I.M. Pei, a dominant figure in American architecture for more than three decades who designed the Louvre’s crystal pyramid and the angular East Building of Washington’s National Gallery of Art, has died. He was 102.
His son Chien Chung Pei said on Thursday that his father had died overnight, the New York Times reported.
Pei gave “this century some of its most beautiful interior spaces and exterior forms,” said the jury of the Pritzker Architecture Prize, which Pei won in 1983.
Though reserved and supremely diplomatic, Pei’s face, always crowned by round thick-rimmed glasses, could break unexpectedly into a wide, dazzling smile. He approached clients with charm and a quick wit, and they usually succumbed happily.
“Mr. Pei is at once the most pragmatic and the most visionary of architects, his work poised skillfully between the demands of the real world and the dreams of art,” Paul Goldberger, architecture critic of the New York Times, wrote in 1989 after the opening of the Louvre pyramid in Paris.
Pei’s more than 50 projects ranged from the Musee d’Art Moderne in Luxembourg (2006) and the 72-story Bank of China Tower in Hong Kong (1989) to the John. F. Kennedy Library in Boston (1979) and the Rock and Roll Hall of Fame and Museum in Cleveland (1995).
Among his many honors were the American Institute of Architects’ Gold Medal in 1979; the Grande Medaille d’Or from the Academie d’Architecture de France three years later; and the Presidential Medal of Freedom, the highest civilian honor in the U.S., from President George H.W. Bush in 1992.
Shanghai Youth
Ieoh Ming Pei was born in Canton, China (now Guangzhou), on April 26, 1917, the son of a bank manager. His family later moved to Suzhou, a city near Shanghai. As a young boy, Pei was enthralled by construction of high-rise buildings in Shanghai and Hong Kong.

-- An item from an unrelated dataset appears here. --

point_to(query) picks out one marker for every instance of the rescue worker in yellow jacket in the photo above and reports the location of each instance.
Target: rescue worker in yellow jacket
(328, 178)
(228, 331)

He came to the U.S. to study architecture at age 17, receiving a bachelor’s degree from the Massachusetts Institute of Technology in 1940 and a master’s from Harvard University’s Graduate School of Design in 1946. At Harvard, he studied with Walter Gropius, one of the masters of modern architecture.
Pei honed his skills, in both design and coddling clients, under the tutelage of the prominent New York real estate developer William Zeckendorf Sr. As in-house architect for Zeckendorf’s Webb & Knapp Inc., Pei designed shopping centers, offices and residential towers, such as Manhattan’s Kips Bay Plaza.
“I believe that architecture is a pragmatic art,” Pei said. “To become art it must be built on a foundation of necessity.”
In 1955, he left Zeckendorf to form I.M. Pei & Associates, which would become I.M. Pei & Partners in 1966 and then Pei Cobb Freed & Partners in 1989.